Jaksa Jonathan Polnay juga mengatakan kepada pengadilan pada hari Kamis bagaimana keluarga dari mereka yang meninggal telah dibebani kesedihan dan dibebani dengan hutang dari upaya naas untuk mencapai Inggris.

Diyakini bahwa penghuni kontainer telah membayar antara £ 10.000 dan £ 13.000 untuk perjalanan ke negara itu, dengan apa yang disebut ‘rute VIP’.

Banyak yang meminjam uang dari keluarga mereka, berjanji akan mengembalikannya begitu mereka mendapatkan pekerjaan di Inggris.

Ketika Robinson mengambil kontainer dari dermaga di Purfleet pada dini hari, dia telah menerima pesan Snapchat dari Hughes yang menyuruhnya untuk membuka pintu.

“Beri mereka udara cepat jangan biarkan mereka keluar”, kata pesan itu. Tapi ketika Robinson melihat ke dalam trailer, penghuninya sudah mati.

“Ada banyak imigran di belakang, mereka semua tergeletak di tanah”, kata Robinson melalui telepon ke 999.

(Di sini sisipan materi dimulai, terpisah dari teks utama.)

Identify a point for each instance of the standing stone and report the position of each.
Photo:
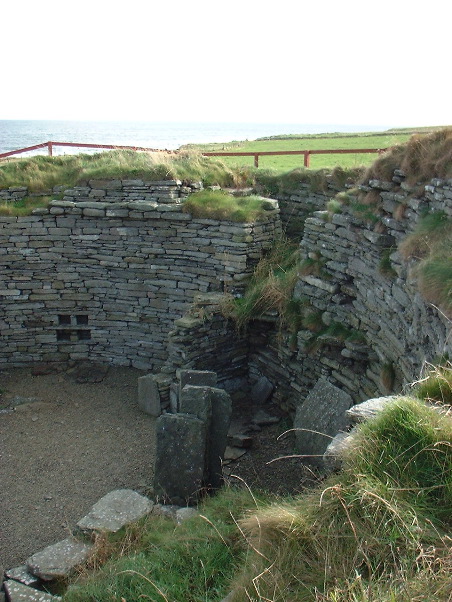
(180, 458)
(196, 401)
(319, 418)
(221, 404)
(149, 395)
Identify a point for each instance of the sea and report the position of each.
(17, 134)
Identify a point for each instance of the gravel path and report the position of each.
(66, 445)
(69, 442)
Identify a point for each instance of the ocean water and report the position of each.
(20, 134)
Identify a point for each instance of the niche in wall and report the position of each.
(73, 328)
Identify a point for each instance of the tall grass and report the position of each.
(270, 289)
(431, 245)
(219, 204)
(190, 562)
(377, 531)
(421, 158)
(43, 173)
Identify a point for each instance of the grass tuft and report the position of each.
(218, 204)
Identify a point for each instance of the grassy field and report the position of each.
(313, 142)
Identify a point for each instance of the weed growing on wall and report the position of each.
(270, 289)
(431, 245)
(219, 204)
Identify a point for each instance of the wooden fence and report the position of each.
(306, 153)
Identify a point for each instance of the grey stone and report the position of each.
(221, 409)
(18, 592)
(234, 453)
(332, 458)
(180, 458)
(319, 418)
(261, 418)
(149, 395)
(197, 378)
(22, 574)
(115, 510)
(369, 409)
(197, 401)
(59, 560)
(261, 390)
(183, 514)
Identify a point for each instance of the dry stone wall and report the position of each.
(103, 273)
(381, 329)
(384, 330)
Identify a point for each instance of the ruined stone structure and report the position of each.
(103, 273)
(110, 273)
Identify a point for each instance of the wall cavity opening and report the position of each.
(72, 328)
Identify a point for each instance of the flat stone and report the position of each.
(239, 440)
(22, 574)
(115, 510)
(234, 453)
(261, 418)
(197, 378)
(319, 418)
(59, 560)
(369, 409)
(332, 457)
(18, 592)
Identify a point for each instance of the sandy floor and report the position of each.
(65, 446)
(68, 443)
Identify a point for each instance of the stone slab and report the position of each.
(221, 408)
(115, 510)
(149, 395)
(18, 592)
(22, 574)
(59, 560)
(368, 409)
(198, 378)
(261, 390)
(197, 401)
(332, 457)
(319, 418)
(180, 458)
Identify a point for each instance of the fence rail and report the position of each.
(306, 153)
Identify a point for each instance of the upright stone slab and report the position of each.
(196, 401)
(149, 395)
(221, 404)
(319, 418)
(180, 458)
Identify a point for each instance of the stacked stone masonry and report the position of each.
(393, 328)
(103, 273)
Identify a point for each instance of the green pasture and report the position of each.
(314, 142)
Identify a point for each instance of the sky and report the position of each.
(383, 63)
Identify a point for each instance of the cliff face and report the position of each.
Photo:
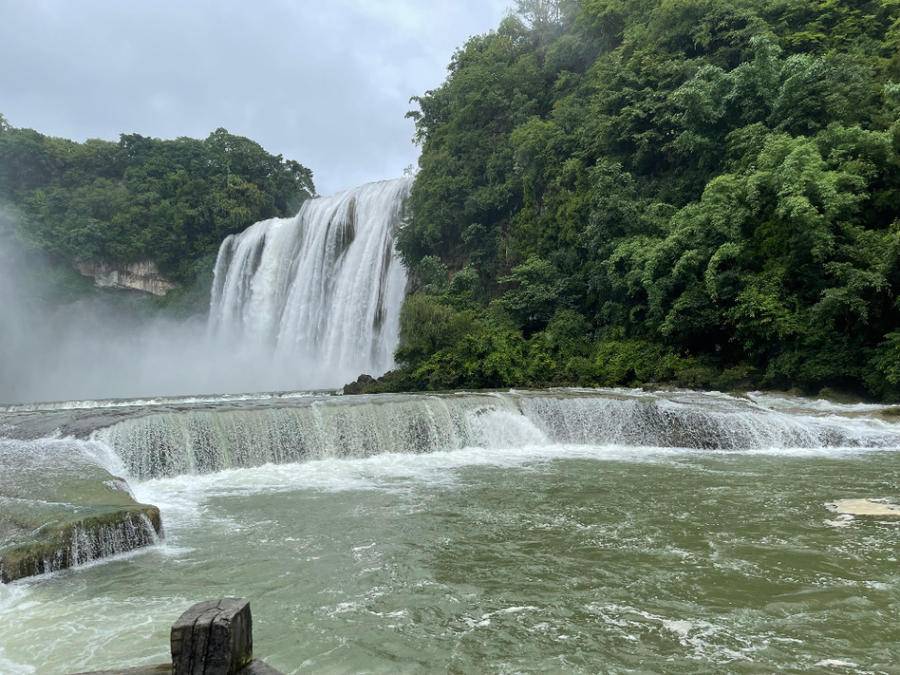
(140, 276)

( Sketsa seniman pengadilan oleh Elizabeth Cook dari pengemudi truk Maurice Robinson, 25 / PA )

“Saya berkeliling ke tempat saya akan parkir untuk malam ini, saya membuka pintu dan ada banyak dari mereka.”

Dia mengatakan trailer itu “macet” dan dia tidak berpikir ada orang yang masih bernapas.

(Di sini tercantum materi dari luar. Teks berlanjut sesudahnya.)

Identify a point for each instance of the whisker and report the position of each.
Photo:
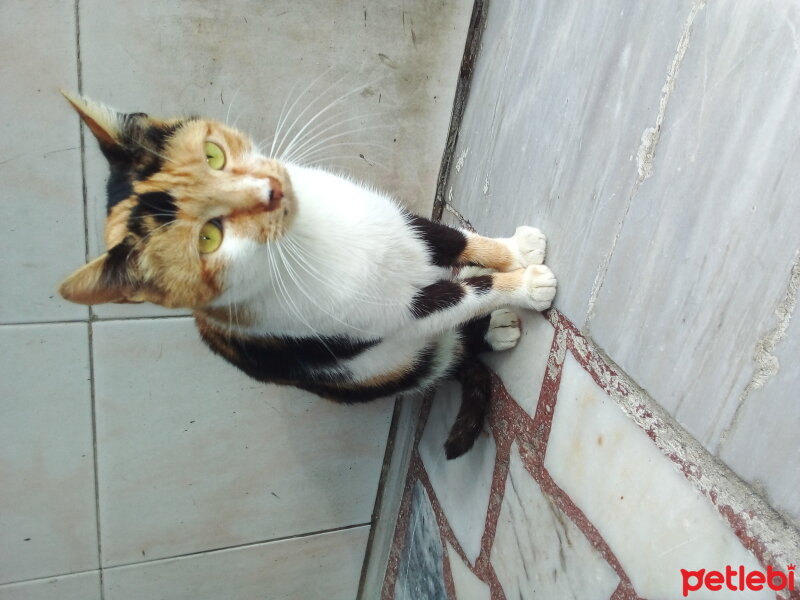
(316, 140)
(291, 108)
(328, 107)
(320, 146)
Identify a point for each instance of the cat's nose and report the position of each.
(275, 191)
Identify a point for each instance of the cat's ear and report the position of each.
(117, 133)
(111, 277)
(104, 122)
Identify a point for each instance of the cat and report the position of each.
(301, 277)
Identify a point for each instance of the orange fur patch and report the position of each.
(487, 252)
(508, 282)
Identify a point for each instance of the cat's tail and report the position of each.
(475, 379)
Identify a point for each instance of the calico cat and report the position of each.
(301, 277)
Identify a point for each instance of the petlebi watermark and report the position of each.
(739, 579)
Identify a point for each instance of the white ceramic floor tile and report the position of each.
(318, 567)
(248, 57)
(47, 499)
(420, 573)
(462, 485)
(560, 96)
(193, 455)
(522, 368)
(539, 552)
(466, 583)
(706, 251)
(653, 520)
(40, 167)
(83, 586)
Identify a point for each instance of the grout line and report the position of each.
(376, 511)
(95, 319)
(26, 323)
(48, 577)
(190, 554)
(285, 538)
(90, 332)
(477, 24)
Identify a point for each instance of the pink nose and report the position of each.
(275, 192)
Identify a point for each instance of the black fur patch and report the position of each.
(160, 205)
(480, 283)
(473, 335)
(435, 297)
(343, 391)
(444, 243)
(119, 186)
(137, 156)
(285, 359)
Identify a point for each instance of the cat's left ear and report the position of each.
(120, 135)
(111, 277)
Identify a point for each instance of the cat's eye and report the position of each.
(215, 156)
(210, 237)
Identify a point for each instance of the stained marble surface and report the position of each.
(762, 444)
(47, 501)
(40, 168)
(462, 485)
(325, 566)
(467, 585)
(82, 586)
(539, 552)
(420, 573)
(653, 520)
(394, 65)
(560, 96)
(707, 248)
(193, 455)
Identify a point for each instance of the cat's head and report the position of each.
(186, 197)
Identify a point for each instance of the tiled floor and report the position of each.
(133, 463)
(575, 498)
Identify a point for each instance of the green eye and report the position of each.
(210, 237)
(215, 157)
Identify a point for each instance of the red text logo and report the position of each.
(738, 579)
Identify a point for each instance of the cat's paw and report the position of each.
(528, 245)
(504, 331)
(539, 285)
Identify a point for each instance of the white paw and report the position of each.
(530, 245)
(473, 271)
(539, 284)
(503, 332)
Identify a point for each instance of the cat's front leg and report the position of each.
(453, 247)
(445, 304)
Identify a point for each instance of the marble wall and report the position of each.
(656, 145)
(648, 423)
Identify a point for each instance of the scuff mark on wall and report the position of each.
(461, 158)
(651, 135)
(766, 363)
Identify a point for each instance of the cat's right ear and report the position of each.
(105, 123)
(111, 277)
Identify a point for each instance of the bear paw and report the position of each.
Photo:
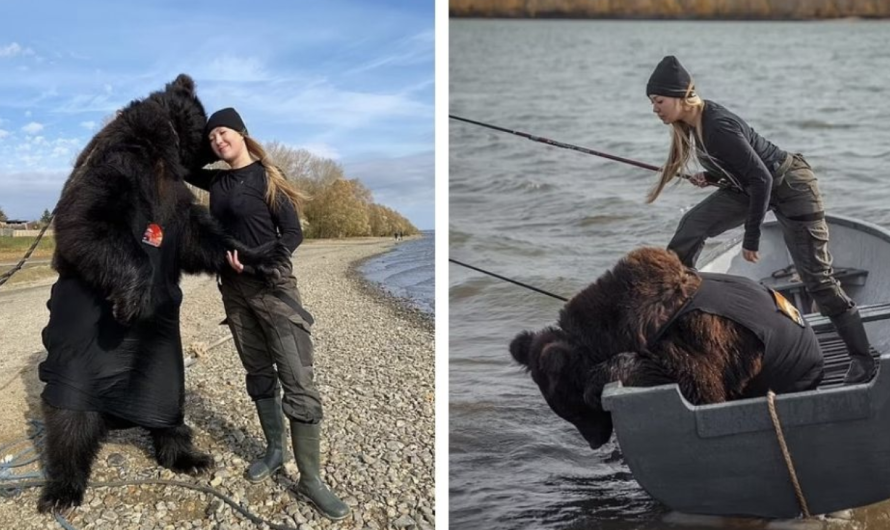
(190, 462)
(59, 497)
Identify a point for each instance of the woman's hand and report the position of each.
(699, 180)
(751, 255)
(232, 258)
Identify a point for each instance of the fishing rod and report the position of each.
(498, 276)
(578, 148)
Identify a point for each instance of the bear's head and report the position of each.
(624, 308)
(567, 379)
(187, 117)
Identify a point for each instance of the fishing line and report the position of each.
(563, 145)
(498, 276)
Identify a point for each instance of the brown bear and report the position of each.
(652, 321)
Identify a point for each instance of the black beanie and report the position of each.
(227, 117)
(669, 79)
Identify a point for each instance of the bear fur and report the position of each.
(126, 228)
(603, 336)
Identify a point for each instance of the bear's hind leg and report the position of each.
(73, 438)
(174, 450)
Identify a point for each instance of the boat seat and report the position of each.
(787, 282)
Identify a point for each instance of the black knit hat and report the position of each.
(670, 79)
(227, 117)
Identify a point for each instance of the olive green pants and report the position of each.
(271, 331)
(797, 203)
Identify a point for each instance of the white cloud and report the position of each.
(14, 49)
(414, 49)
(32, 128)
(60, 151)
(321, 149)
(229, 68)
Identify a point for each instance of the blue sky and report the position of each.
(346, 79)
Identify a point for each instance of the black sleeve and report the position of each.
(730, 146)
(201, 178)
(286, 219)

Robinson telah berkeliling selama beberapa menit setelah pertama kali menemukan mayat-mayat itu, sebelum kembali ke tempat dia pertama kali parkir. Dia menunggu sekitar 20 menit sebelum membunyikan alarm.

Sopir truk mengatakan kepada polisi bahwa dia pertama kali berbicara dengan Hughes dan sesama pemimpin kelompok Gheorghe Nica tentang penemuan yang mengerikan itu sebelum menelepon 999, dan ketika disuruh memberi mereka udara, dia mengatakan kepada Hughes: “Saya tidak bisa, mereka f ****** mati.”

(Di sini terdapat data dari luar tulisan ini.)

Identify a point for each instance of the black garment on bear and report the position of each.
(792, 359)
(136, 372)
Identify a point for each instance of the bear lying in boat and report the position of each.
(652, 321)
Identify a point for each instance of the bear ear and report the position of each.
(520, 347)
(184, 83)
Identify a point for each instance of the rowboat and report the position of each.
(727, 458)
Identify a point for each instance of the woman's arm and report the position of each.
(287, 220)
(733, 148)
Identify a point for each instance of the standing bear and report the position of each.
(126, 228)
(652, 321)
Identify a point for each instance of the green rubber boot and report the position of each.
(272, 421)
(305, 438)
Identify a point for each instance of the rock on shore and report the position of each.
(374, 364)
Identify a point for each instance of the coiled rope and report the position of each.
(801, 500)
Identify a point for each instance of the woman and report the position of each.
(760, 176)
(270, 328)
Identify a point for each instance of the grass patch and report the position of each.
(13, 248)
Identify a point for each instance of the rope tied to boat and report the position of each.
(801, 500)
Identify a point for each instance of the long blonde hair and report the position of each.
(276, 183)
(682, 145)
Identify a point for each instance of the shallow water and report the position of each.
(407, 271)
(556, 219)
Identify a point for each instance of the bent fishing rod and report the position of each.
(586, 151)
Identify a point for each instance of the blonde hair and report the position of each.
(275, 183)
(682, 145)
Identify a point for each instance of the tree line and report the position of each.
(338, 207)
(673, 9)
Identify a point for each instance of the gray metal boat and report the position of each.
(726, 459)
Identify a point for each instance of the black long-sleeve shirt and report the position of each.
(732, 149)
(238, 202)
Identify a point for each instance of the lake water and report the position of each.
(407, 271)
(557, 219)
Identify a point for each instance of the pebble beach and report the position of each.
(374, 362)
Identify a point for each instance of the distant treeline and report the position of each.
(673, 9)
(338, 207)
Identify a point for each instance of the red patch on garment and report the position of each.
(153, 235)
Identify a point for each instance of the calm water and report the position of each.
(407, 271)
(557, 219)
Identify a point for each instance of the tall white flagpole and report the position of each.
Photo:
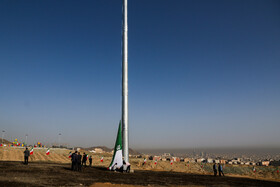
(125, 85)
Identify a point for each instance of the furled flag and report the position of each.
(117, 157)
(70, 154)
(31, 151)
(48, 152)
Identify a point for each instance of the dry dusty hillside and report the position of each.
(61, 156)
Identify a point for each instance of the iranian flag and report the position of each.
(31, 151)
(117, 157)
(48, 152)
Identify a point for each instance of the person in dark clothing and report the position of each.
(74, 160)
(220, 169)
(215, 169)
(79, 159)
(84, 159)
(90, 160)
(26, 155)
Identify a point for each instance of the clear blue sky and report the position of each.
(201, 73)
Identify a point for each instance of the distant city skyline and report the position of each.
(201, 73)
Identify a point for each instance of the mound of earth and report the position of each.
(58, 174)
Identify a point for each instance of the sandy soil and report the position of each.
(58, 174)
(55, 169)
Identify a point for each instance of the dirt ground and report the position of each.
(15, 173)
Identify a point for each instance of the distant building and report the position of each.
(275, 163)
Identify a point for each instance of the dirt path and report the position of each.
(55, 174)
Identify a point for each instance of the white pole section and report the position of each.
(125, 84)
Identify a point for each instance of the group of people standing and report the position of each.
(220, 169)
(78, 161)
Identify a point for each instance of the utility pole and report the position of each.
(3, 132)
(26, 140)
(59, 135)
(125, 84)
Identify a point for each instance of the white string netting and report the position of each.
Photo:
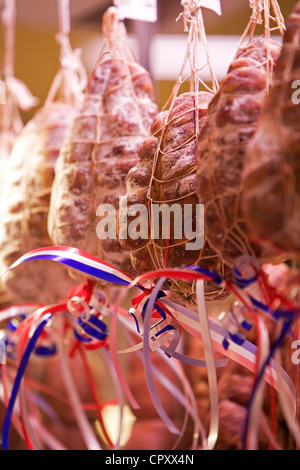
(265, 13)
(115, 38)
(193, 65)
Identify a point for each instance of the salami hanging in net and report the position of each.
(271, 179)
(28, 184)
(165, 176)
(221, 151)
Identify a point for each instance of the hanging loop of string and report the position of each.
(261, 13)
(72, 77)
(194, 25)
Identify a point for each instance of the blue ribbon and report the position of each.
(20, 373)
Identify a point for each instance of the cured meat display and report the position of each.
(101, 148)
(271, 197)
(221, 152)
(149, 251)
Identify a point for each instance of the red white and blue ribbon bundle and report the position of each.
(157, 322)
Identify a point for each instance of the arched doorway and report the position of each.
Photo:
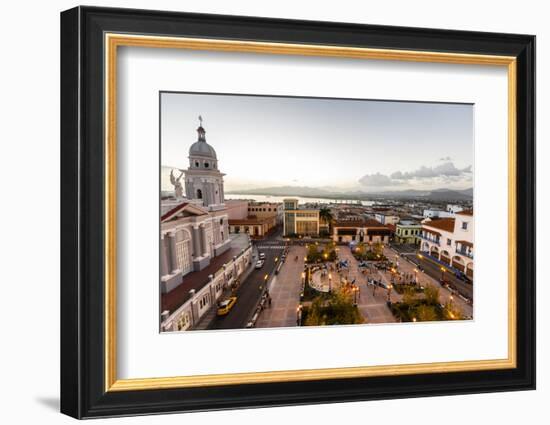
(458, 263)
(470, 270)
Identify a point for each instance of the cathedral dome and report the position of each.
(200, 147)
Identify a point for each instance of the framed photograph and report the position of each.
(261, 212)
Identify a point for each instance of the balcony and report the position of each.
(465, 253)
(432, 241)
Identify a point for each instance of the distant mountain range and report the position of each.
(312, 192)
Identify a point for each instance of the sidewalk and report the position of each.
(210, 315)
(373, 307)
(284, 289)
(423, 279)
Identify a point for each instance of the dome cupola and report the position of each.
(200, 151)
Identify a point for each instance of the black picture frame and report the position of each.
(83, 392)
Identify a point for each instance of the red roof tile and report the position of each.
(446, 224)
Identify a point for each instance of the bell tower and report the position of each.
(203, 180)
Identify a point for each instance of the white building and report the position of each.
(386, 218)
(194, 229)
(360, 231)
(431, 213)
(451, 241)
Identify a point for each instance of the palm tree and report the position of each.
(326, 215)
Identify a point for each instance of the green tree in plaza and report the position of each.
(409, 296)
(329, 251)
(378, 248)
(313, 254)
(338, 309)
(426, 313)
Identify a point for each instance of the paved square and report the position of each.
(285, 289)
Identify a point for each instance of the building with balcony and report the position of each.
(356, 231)
(451, 241)
(299, 220)
(407, 232)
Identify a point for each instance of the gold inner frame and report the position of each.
(113, 41)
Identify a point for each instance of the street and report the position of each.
(434, 270)
(249, 291)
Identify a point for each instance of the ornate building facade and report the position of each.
(194, 228)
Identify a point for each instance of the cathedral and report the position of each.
(194, 227)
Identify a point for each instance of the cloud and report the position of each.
(443, 170)
(446, 172)
(377, 180)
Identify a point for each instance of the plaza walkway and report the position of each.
(423, 280)
(373, 307)
(285, 289)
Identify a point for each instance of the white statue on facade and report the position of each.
(178, 188)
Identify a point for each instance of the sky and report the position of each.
(337, 144)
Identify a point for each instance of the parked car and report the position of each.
(225, 306)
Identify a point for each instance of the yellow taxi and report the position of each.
(225, 306)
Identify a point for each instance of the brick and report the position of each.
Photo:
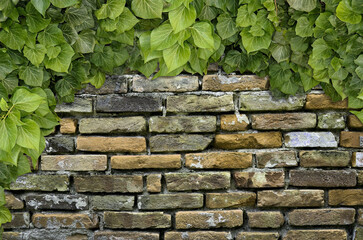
(165, 84)
(56, 202)
(197, 181)
(255, 179)
(112, 144)
(208, 219)
(264, 101)
(322, 217)
(323, 102)
(283, 121)
(200, 103)
(230, 200)
(351, 139)
(234, 83)
(265, 219)
(290, 198)
(115, 103)
(276, 159)
(324, 158)
(179, 143)
(68, 125)
(108, 183)
(316, 234)
(146, 161)
(74, 162)
(248, 140)
(220, 160)
(234, 122)
(112, 202)
(64, 220)
(132, 220)
(46, 183)
(184, 124)
(323, 178)
(310, 139)
(170, 201)
(112, 125)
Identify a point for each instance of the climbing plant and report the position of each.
(49, 49)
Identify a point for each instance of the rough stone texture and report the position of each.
(112, 125)
(323, 178)
(290, 198)
(170, 201)
(324, 158)
(197, 181)
(165, 84)
(276, 159)
(310, 139)
(221, 160)
(109, 184)
(230, 200)
(115, 103)
(200, 103)
(111, 144)
(266, 219)
(248, 140)
(283, 121)
(264, 101)
(187, 124)
(233, 83)
(321, 217)
(74, 162)
(179, 143)
(132, 220)
(208, 219)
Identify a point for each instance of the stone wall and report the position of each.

Dalam wawancara polisi, pengemudi truk awalnya membantah mengetahui ada orang di dalam kontainer dan mengatakan dia menemukan mayat ketika dia “mendengar suara”. Namun kemudian dia mengakui bahwa dia telah menjadi bagian dari operasi penyelundupan manusia, menerima uang tunai sebesar £ 25.000 untuk perannya.

Mr Polnay mengatakan jaksa dan polisi telah mengidentifikasi tujuh perjalanan penyelundupan antara Mei 2018 dan 23 Oktober 2019 oleh kelompok tersebut, tetapi diduga ada lebih banyak.

“Para terdakwa ini adalah bagian dari konspirasi yang canggih, berjalan lama dan menguntungkan untuk menyelundupkan sebagian besar migran Vietnam ke Inggris, di belakang truk, dalam pelanggaran kontrol perbatasan yang disengaja dan disengaja,” katanya.

Robinson, 26, dari Craigavon ​​dan Hughes, 41, dari Armagh, mengaku bersalah atas 39 pembunuhan dan plot penyelundupan manusia. Nica, 43, dari Basildon, dan pengemudi truk lainnya Eamonn Harrison, 24, dari County Down, dinyatakan bersalah atas dakwaan setelah persidangan.

Tuan Justice Sweeney dijadwalkan menghukum orang-orang itu, bersama dengan terdakwa lain yang terlibat dalam penyelundupan manusia, pada akhir sidang tiga hari.